In Erwartung von Sachlichkeit erzählte ich dem Arzt die Geschehnisse. Doch anstatt der erhofften Professionalität bekam ich nur einen weiteren Schlag ins Gesicht von ihm: „Warum haben sie diesen Mann überhaupt mit nach Hause genommen?“ Ich fühlte mich, als hätte mich ein Bus überfahren und antwortete genervt: „Nur weil ich einen Mann mit in meine Wohnung nehme, heißt das noch lange nicht, dass er dadurch das Recht erhält, mich zu vergewaltigen.“ Die Krankenschwester nickte mir zu.

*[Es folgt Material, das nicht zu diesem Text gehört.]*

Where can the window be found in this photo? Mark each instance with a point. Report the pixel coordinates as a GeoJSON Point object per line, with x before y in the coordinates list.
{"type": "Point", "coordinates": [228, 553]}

Der Arzt meinte: “Ich bin nicht geschult im Umgang mit vergewaltigten Frauen”
Etwas peinlich berührt entschuldigte sich der Arzt für seine Aussage. Er sei nicht geschult im Umgang mit vergewaltigten Frauen, sagte er. Ich nickte resignierend. Abschließend erklärte er mir noch, dass seine Untersuchungen nichts ergeben haben und dass er das der Polizei in einem Bericht mitteilen wird. „Sicherheitshalber“ verschrieb er mir noch die Pille danach. Ich ging zur Nachtapotheke und dann nach Hause. Diesen schrecklichen Tag wollte ich nur noch vergessen. Meine Anzeige wurde schließlich fallen gelassen. Es gab zu wenig Beweise.
Wir leben in einer Gesellschaft, in der sich Frauen dafür rechtfertigen müssen, vergewaltigt worden zu sein. In der weder Polizei noch medizinisches Personal sensibel auf vergewaltigte Frauen eingehen und damit Anzeigen eher verhindern als fördern. Vielmehr wird Frauen damit der Eindruck verschafft, dass Anzeigen sowieso nichts bewirken – außer eine zusätzliche Bloßstellung. Muss ein Arzt ernsthaft zunächst darauf geschult werden, nicht die Schuld bei der Frau zu suchen? Und überhaupt, warum wurde mir dann nicht sofort ein „geschulter“ Arzt zugeteilt? Weil diese Problematik in Österreich nach wie vor verleugnet wird. Ich möchte Frauen verdeutlichen, dass wir nicht alleine sind und dass wir eine Veränderung im öffentlichen Bewusstsein nur bewirken können, wenn wir uns Gehör verschaffen. Ich bin vergewaltigt worden und das ist nicht meine Schuld – also behandelt mich auch nicht so.